Talks: Supercharging Pipeline Efficiency with ML Performance Prediction

Sunday - April 23rd, 2023 1:45 p.m.-2:15 p.m. in 255DEF

Presented by:

Experience Level:

Some experience

Description

To process our customers' data, Singular's pipeline runs hundreds of thousands of daily tasks, each with a different processing time and resource requirements. We deal with this scale by using Celery and Kubernetes as our tasks infrastructure, letting us allocate dedicated workers and queues to each type of task based on its requirements. Originally, this was configured manually.

As our customer base grew, we noticed that heavier and longer tasks were grabbing all the resources and causing unacceptable queues in our pipeline.

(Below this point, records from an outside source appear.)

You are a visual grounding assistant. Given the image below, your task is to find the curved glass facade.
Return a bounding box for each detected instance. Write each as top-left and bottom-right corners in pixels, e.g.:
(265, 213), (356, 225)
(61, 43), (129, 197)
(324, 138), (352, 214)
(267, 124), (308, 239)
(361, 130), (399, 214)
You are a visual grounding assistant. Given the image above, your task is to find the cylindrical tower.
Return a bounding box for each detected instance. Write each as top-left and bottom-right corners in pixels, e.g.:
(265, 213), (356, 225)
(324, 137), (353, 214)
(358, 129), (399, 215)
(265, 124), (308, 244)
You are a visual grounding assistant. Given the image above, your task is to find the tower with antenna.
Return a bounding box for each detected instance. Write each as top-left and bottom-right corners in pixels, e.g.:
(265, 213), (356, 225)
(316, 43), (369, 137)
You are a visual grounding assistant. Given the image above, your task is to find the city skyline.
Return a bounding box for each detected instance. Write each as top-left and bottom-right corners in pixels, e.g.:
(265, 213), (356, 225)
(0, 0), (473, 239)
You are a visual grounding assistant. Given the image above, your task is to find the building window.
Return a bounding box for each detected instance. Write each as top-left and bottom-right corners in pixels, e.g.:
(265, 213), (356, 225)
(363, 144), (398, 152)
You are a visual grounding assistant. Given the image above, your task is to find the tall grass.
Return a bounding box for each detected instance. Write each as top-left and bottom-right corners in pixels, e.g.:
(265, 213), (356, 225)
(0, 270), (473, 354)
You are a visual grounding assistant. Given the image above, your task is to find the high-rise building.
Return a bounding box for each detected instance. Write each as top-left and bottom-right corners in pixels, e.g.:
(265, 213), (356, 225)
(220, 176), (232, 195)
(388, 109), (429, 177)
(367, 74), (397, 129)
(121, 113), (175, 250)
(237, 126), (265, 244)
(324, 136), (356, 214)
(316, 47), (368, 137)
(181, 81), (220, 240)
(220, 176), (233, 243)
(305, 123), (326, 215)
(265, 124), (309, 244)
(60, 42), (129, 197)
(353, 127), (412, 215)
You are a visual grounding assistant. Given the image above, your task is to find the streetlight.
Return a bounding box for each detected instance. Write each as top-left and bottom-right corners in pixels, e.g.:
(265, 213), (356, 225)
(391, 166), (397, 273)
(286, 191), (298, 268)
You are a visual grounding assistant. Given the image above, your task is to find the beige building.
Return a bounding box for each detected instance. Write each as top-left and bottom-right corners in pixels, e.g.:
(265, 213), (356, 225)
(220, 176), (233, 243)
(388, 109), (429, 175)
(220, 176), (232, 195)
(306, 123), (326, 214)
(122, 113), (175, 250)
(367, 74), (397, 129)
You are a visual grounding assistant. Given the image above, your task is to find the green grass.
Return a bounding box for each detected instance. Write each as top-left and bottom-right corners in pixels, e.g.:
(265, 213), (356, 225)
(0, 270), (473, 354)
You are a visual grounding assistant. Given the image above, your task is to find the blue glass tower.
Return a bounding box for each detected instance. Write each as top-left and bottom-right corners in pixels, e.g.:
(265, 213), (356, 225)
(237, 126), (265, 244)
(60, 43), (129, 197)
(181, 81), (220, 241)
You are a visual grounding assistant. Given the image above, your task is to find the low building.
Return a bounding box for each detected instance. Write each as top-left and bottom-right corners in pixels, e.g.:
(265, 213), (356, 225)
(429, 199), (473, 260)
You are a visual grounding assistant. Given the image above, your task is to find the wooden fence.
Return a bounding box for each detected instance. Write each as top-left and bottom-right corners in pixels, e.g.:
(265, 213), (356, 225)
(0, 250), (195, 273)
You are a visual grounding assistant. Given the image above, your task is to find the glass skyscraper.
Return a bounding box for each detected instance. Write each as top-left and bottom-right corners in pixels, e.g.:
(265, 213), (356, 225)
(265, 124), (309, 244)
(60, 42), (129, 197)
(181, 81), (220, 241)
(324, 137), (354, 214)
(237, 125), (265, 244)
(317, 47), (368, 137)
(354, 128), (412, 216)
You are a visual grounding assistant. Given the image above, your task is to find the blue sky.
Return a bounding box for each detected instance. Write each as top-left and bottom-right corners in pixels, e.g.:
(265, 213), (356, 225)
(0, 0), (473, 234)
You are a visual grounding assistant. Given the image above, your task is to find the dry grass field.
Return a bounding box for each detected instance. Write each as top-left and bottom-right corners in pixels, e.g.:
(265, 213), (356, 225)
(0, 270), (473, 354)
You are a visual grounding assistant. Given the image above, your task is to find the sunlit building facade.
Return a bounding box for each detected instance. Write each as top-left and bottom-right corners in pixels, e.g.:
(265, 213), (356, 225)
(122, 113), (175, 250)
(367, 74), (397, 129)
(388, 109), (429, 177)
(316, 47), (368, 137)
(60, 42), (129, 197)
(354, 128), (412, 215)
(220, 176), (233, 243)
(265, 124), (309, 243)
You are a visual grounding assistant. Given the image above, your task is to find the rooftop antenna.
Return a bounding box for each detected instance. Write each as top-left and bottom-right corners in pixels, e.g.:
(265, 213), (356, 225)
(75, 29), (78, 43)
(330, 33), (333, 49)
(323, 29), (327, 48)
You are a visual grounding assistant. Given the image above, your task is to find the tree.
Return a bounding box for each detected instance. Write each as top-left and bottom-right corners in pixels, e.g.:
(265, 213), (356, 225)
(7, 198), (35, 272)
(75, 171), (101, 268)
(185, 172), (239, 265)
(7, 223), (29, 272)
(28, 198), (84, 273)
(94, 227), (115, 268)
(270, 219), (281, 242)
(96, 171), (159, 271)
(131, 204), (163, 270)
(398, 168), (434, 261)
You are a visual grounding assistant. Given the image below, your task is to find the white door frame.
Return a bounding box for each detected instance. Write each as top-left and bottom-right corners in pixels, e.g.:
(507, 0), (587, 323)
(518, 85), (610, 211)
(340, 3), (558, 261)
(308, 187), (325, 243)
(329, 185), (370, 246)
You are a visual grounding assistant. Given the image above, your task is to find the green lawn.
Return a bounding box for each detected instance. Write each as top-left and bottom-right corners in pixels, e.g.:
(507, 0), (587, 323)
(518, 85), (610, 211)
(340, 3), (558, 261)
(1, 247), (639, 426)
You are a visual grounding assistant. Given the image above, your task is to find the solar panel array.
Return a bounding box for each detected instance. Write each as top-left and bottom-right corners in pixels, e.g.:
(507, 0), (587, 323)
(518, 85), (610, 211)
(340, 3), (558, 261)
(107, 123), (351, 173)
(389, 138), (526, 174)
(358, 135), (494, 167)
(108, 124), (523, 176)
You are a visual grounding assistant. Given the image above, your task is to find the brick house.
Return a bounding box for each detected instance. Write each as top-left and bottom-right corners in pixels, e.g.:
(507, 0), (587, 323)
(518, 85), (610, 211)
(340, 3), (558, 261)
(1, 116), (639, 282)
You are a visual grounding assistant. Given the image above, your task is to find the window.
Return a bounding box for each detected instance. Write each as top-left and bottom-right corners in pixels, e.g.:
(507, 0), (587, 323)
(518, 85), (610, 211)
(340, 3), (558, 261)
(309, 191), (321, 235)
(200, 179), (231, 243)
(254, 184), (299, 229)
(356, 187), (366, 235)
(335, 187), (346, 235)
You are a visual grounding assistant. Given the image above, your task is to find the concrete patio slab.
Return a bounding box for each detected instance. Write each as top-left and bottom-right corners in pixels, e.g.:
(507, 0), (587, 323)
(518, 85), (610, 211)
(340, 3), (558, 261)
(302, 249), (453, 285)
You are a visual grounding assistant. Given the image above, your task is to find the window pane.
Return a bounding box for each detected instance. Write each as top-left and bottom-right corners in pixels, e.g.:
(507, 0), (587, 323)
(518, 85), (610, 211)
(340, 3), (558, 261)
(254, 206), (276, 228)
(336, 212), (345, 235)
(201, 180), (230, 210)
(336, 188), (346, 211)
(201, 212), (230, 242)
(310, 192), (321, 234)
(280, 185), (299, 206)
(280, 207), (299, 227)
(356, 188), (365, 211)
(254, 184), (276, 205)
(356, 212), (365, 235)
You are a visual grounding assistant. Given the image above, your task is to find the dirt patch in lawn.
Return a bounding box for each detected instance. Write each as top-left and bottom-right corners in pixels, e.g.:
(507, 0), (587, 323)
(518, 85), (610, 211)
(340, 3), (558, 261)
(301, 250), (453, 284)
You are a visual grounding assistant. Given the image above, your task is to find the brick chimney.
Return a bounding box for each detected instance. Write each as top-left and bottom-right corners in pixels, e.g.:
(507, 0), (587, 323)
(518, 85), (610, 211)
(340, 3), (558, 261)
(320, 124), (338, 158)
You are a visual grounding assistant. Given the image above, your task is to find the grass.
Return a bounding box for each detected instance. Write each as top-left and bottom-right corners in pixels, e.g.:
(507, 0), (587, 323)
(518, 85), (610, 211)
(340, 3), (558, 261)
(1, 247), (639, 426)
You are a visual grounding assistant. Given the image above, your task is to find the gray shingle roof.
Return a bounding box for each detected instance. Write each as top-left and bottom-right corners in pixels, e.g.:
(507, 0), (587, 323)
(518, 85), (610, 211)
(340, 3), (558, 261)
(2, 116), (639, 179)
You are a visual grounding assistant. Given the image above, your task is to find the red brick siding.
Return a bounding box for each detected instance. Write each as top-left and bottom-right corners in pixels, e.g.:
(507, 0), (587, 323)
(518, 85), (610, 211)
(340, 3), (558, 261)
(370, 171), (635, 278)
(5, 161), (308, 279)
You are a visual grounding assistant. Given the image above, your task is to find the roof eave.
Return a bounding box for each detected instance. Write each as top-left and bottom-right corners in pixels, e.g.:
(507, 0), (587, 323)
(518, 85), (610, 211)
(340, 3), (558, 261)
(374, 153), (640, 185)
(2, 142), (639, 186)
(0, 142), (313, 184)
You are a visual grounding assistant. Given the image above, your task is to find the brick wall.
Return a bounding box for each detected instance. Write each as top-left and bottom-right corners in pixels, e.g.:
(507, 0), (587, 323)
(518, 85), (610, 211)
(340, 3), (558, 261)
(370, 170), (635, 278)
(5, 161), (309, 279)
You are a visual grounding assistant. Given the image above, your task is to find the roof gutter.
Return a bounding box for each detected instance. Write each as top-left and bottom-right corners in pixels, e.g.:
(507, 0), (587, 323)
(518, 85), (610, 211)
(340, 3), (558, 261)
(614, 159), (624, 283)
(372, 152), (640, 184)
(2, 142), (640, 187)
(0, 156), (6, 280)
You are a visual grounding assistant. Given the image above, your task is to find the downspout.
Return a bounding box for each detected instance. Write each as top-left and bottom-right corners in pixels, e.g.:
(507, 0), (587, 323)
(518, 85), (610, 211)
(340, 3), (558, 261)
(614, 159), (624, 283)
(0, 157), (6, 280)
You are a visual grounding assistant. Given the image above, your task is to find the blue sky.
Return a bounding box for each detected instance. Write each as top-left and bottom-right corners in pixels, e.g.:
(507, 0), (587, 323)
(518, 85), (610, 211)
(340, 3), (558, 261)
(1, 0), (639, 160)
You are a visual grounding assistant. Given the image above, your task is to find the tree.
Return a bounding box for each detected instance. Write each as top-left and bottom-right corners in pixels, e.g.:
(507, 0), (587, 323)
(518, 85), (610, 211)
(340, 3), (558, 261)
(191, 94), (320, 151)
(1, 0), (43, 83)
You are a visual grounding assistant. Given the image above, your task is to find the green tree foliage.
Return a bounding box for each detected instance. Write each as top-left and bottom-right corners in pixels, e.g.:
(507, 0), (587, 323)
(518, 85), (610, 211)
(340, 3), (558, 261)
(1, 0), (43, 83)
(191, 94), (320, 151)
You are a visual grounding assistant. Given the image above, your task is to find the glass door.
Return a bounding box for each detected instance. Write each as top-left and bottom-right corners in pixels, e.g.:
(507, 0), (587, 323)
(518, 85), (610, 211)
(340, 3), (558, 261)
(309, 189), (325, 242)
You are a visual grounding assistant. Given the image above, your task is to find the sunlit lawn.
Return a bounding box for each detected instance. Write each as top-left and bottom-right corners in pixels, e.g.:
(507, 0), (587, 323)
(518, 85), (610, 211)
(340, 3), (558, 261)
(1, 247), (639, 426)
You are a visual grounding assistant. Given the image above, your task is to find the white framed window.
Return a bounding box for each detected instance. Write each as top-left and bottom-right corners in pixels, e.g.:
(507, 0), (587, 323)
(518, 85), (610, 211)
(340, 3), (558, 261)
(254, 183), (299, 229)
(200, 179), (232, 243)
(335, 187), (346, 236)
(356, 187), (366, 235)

Moreover, some of the heavier tasks required significantly more memory, leading to OOM kills and infrastructure issues.

If we could classify tasks by their expected duration and memory requirements, we could have segregated tasks in Celery based on these properties and thus minimized interruptions to the rest of the pipeline. However, the variance in the size and granularity of the fetched data made it impossible to classify if a task was about to take one minute or one hour.

Our challenge was: how do we categorize these tasks, accurately and automatically? To solve the issue we implemented a machine-learning model that could predict the expected duration and memory usage of a given task. Using Celery’s advanced task routing capabilities, we could then dynamically configure different task queues based on the model's prediction.

This raised another challenge - how could we use the classified queues in the best way? Configuring workers statically for each queue would be inadequate at scale. We utilized Kubernetes’ vertical and horizontal autoscaling capabilities to dynamically allocate workers for each classified queue based on its length. This improved our ability to respond to pipeline load automatically, increasing performance and availability. Additionally, we were able to deploy shorter-lived workers on AWS Spot instances, giving us higher performance while lowering cloud costs.